Abstract

Abstract This paper is a continuation of previous papers by the authors that focuses on predicting the mistuned embedded rotor blade forced response. The compressor under consideration is a part of a 3.5stage rig located at Purdue University. Previously, the current authors have discussed the impact of sideband traveling wave forcing functions on the mistuned response and pinned down the reason for a constant underprediction in the amplification factor. This prompted further research to determine the sensitivity of the response to a known change in the system mode. In the first section of the current paper, the authors perturb the system modes frequencies in a probabilistic manner and compute the influence of the system mode on the mistuning amplification factor. The second part of this study involves determining the impact of a perturbation in the structural damping on the mistuned response. The study is also extended to an aerodynamic dynamic analysis wherein the impact of a perturbation in system mode frequency and structural damping is determined both individually and as a combined influence. Finally, a brief investigation of system eigenvalues and eigenvectors is conducted to understand the impact of mistuning on aerodynamic damping suppression. This analysis is joined with a broad examination of the relationship between damping and the extent of mistuning.
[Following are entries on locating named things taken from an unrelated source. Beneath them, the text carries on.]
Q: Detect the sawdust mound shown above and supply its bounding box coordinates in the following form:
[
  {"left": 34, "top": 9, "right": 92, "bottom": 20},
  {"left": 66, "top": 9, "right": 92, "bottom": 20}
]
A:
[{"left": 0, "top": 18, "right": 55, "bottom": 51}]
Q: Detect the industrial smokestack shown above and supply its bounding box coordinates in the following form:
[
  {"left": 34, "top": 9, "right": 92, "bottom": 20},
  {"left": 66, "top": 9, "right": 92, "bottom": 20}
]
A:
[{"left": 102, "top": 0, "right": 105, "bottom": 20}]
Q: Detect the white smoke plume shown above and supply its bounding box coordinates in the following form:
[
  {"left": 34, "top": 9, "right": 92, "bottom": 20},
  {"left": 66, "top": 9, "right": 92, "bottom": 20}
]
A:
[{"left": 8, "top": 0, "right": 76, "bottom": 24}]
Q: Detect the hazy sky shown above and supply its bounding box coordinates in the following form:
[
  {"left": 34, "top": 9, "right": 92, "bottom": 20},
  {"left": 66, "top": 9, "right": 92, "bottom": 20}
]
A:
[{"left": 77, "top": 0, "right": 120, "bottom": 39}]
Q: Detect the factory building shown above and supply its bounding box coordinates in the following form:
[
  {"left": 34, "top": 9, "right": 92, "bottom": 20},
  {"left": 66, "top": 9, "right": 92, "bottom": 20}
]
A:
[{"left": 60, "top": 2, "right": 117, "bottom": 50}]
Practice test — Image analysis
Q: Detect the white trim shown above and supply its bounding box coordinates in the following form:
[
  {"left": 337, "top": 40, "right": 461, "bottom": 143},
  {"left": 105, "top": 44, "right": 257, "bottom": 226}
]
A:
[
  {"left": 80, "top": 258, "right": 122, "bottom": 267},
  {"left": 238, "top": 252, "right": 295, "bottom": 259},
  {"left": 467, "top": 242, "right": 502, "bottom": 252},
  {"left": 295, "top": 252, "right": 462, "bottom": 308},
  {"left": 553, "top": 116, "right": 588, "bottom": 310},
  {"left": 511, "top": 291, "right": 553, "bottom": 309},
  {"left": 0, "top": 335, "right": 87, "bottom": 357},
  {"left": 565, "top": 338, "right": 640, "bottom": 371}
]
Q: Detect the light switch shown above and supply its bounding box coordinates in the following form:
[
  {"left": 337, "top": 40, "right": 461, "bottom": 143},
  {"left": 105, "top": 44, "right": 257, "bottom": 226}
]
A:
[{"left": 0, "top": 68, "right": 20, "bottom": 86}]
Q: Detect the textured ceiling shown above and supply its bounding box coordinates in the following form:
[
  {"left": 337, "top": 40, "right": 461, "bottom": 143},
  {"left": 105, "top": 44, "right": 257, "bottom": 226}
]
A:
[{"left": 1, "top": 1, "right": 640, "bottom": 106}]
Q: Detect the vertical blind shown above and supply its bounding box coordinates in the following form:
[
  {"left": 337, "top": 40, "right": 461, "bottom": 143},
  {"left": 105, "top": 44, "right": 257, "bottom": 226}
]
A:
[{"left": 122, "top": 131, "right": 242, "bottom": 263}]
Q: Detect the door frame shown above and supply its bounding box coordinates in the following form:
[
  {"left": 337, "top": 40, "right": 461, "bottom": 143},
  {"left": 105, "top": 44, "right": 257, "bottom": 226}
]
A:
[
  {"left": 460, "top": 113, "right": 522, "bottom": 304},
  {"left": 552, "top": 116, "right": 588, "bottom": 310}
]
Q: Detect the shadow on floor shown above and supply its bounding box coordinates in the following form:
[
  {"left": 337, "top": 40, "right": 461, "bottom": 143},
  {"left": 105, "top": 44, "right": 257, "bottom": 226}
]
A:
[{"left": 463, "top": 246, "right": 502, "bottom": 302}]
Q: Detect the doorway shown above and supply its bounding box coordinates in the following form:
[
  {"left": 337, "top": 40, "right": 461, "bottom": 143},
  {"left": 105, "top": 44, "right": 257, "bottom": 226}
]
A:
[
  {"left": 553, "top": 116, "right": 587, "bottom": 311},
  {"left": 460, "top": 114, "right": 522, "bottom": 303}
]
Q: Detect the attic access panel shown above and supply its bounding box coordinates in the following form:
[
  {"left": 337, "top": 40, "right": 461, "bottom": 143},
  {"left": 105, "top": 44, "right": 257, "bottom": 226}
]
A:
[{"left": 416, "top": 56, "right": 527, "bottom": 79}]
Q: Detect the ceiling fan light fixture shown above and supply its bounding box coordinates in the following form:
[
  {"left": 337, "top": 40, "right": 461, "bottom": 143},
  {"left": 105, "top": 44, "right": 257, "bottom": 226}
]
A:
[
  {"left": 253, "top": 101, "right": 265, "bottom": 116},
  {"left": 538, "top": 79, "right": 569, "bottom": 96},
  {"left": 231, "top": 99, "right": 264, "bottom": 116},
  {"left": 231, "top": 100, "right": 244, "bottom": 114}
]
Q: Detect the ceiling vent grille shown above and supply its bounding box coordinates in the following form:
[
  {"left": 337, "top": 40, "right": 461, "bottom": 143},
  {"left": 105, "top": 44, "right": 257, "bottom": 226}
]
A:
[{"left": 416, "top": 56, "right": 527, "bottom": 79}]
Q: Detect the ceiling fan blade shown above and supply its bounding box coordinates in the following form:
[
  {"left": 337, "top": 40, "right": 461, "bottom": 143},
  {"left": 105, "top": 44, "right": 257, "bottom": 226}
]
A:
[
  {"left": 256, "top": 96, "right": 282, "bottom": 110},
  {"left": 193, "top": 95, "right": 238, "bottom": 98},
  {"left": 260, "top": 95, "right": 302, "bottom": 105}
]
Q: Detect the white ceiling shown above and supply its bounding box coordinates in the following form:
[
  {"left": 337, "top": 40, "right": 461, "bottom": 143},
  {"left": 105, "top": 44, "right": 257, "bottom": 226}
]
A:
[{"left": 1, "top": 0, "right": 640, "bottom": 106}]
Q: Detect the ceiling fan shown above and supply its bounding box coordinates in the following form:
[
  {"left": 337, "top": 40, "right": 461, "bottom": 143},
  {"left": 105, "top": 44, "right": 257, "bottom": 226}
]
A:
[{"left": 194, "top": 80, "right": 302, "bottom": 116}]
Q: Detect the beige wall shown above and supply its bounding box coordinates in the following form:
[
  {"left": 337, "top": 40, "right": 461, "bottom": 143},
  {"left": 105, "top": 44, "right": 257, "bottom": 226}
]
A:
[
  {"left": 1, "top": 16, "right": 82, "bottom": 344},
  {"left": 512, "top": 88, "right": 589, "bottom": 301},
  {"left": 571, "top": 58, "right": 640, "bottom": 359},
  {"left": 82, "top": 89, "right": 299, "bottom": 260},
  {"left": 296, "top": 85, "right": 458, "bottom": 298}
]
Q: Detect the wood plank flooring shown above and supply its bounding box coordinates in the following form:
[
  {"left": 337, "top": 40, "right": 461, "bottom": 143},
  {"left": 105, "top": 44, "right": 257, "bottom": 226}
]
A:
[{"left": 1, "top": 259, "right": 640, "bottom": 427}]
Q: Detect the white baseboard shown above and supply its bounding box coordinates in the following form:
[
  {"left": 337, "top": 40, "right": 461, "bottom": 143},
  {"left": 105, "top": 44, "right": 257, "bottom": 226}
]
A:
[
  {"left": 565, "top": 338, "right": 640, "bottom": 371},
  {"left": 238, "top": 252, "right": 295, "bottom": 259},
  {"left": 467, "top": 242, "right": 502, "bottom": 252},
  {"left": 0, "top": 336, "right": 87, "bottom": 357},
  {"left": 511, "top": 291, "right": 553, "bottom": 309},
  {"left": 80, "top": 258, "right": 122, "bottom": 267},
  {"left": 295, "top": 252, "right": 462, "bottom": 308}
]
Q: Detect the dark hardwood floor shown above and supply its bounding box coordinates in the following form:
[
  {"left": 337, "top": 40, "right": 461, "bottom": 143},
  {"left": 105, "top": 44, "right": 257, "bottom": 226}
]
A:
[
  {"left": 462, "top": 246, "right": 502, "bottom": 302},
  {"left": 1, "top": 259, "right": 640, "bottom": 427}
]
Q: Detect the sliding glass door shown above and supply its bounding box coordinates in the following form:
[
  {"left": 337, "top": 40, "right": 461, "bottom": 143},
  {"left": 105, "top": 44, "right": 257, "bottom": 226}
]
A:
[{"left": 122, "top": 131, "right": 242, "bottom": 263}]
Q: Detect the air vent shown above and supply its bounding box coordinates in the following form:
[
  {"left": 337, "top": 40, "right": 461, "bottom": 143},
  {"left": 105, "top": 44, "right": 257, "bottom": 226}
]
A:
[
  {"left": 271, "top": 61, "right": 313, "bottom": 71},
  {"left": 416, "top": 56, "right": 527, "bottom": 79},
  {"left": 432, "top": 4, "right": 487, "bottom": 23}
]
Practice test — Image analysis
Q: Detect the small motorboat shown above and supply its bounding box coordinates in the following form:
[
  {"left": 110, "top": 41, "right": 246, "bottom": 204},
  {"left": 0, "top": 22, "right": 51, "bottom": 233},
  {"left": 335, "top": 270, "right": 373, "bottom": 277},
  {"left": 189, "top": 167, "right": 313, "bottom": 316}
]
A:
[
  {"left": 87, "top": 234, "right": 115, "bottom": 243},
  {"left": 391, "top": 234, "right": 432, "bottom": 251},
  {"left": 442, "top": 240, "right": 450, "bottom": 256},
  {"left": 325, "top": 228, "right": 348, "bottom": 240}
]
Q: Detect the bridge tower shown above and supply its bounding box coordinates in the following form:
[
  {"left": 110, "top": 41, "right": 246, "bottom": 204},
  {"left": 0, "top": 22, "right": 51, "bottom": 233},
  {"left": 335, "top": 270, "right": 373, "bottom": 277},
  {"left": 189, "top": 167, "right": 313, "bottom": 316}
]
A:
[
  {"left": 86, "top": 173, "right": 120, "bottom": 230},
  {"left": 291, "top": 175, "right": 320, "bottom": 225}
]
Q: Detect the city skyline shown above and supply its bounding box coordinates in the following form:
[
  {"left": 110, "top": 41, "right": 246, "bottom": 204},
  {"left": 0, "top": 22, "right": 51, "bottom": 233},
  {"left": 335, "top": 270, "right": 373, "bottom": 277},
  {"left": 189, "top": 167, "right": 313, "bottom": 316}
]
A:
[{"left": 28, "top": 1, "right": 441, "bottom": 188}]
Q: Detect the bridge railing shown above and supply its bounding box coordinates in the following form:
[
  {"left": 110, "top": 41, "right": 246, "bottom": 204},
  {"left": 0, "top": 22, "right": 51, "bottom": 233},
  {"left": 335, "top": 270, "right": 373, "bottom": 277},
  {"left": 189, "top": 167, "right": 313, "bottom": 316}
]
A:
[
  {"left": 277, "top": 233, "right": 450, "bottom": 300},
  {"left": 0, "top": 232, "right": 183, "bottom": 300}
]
The key conclusions from this paper are (1) the mistuned forced response was highly sensitive to the system mode input, i.e., although the input was probabilistic, the output was deterministic, (2) since the aerodynamic damping dominates in the case study, a change in the structural damping parameter has minimal effect on the mistuned response, particularly the mistuning amplification factor, (3) the results of the flutter analysis show that a perturbation in the system mode frequency stabilizes the system much faster than a perturbation in the structural damping, and the latter has minimal influence on the eigenvalues of the solution, (4) under the application of mistuning, compression of the damping components of the complex eigenvalues is dominant over the expansion of the frequency components and is amplified when the structural coupling is not considered, and (5) in cases of both random and near alternate blade mistuning, the relationship between mistuning and damping is positive up to a point, after which further increasing mistuning begins to reduce system damping.